Andranik Hakobyan

Personal information
- Full name: Andranik Hakobyan Marukyan
- Date of birth: 4 October 2005 (age 20)
- Place of birth: Sedaví, Spain
- Height: 1.87 m (6 ft 2 in)
- Position: Centre-back

Youth career
- 2013–2020: Sedaví CF
- 2020–2021: Colegio Salgui EDE
- 2022–2024: Elche
- 2024: Valencia

Senior career*
- Years: Team / Apps / (Gls)
- 2024–2026: Alavés C / 0 / (0)
- 2025–2026: → BKMA Yerevan (loan) / 5 / (0)

International career^{‡}
- 2025–: Armenia U-21 / 6 / (0)

= Andranik Hakobyan (footballer) =

Armenian footballer (born 2005)

Andranik Hakobyan Marukyan (Անդրանիկ Հակոբյան Մարուքյան; born 4 October 2005) is a footballer who last played as a defender for BKMA Yerevan. Born in Spain, he is an Armenia youth international.

==Club career==
He was born in the Valencian Community area of Spain. He was in the youth system at Elche. After also training with Villareal, he joined the youth set-up at Valencia in February 2024, signing a one-year contract with the option of a further two.

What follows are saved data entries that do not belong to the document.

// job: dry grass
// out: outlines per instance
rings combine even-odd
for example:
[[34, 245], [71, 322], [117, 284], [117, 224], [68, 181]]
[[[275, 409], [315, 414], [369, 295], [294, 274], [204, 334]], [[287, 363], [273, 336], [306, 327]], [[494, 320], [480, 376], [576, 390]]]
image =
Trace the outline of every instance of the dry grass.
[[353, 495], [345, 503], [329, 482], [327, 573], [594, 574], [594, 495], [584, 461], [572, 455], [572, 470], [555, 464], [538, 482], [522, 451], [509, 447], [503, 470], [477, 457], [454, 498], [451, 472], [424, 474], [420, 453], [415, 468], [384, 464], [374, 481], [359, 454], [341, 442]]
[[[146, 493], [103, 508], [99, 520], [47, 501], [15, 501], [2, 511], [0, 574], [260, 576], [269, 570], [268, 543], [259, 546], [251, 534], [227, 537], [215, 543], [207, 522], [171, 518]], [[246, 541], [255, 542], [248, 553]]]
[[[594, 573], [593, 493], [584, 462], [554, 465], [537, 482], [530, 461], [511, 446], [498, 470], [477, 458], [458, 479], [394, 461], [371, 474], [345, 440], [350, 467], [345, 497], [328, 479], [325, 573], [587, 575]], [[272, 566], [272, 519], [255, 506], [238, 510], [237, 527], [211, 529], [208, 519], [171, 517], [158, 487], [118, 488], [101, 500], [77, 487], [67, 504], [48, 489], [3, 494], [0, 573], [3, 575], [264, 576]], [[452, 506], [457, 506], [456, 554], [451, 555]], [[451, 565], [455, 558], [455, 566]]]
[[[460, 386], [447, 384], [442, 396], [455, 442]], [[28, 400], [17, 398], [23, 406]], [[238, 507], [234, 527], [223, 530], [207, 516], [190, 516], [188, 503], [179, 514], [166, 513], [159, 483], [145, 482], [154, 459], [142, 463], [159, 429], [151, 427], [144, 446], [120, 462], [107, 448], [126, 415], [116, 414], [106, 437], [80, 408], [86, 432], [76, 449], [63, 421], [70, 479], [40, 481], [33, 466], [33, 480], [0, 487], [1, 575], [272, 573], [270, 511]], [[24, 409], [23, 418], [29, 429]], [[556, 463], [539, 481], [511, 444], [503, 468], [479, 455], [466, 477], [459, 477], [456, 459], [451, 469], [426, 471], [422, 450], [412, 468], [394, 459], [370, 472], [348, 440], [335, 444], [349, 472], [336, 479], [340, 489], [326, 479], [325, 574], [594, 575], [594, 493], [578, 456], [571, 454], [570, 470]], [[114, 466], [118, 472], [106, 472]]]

On 1 August 2025, Hakobyan went on loan to BKMA Yerevan.

==Style of play==
He primarily plays as a central defender, but can also play at fullback.

==International career==
An Armenian youth international. He received his first call-up to the senior Armenia national football team in May 2024 ahead of friendly matches against Slovenia on June 4 and Kazakhstan on June 7.